Hardik Juneja already worked on this for last year's GSoC .. we are at this point awaiting internal resources to polish it off, deal with a few more things, and enable it in production.

marcoil lowered the priority of this task from Low to Lowest.Feb 12 2015, 11:47 AM
marcoil subscribed.

Just checking, is there someone working on this task in Wikimedia-Hackathon-2015? If not, please remove the project.

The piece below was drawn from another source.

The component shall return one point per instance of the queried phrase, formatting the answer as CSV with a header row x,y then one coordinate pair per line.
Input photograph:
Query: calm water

The current implementation plan is to have Parsoid send API requests to MediaWiki, and the newly created Linter extension will receive those requests and store errors in the database, and expose them to users via a special page and API module.

The Linter extension is now deployed to all Wikimedia wikis, so the main infrastructure is in place. We've already seen 2 new lint categories be added during the rollout phase, so more checks can always be added.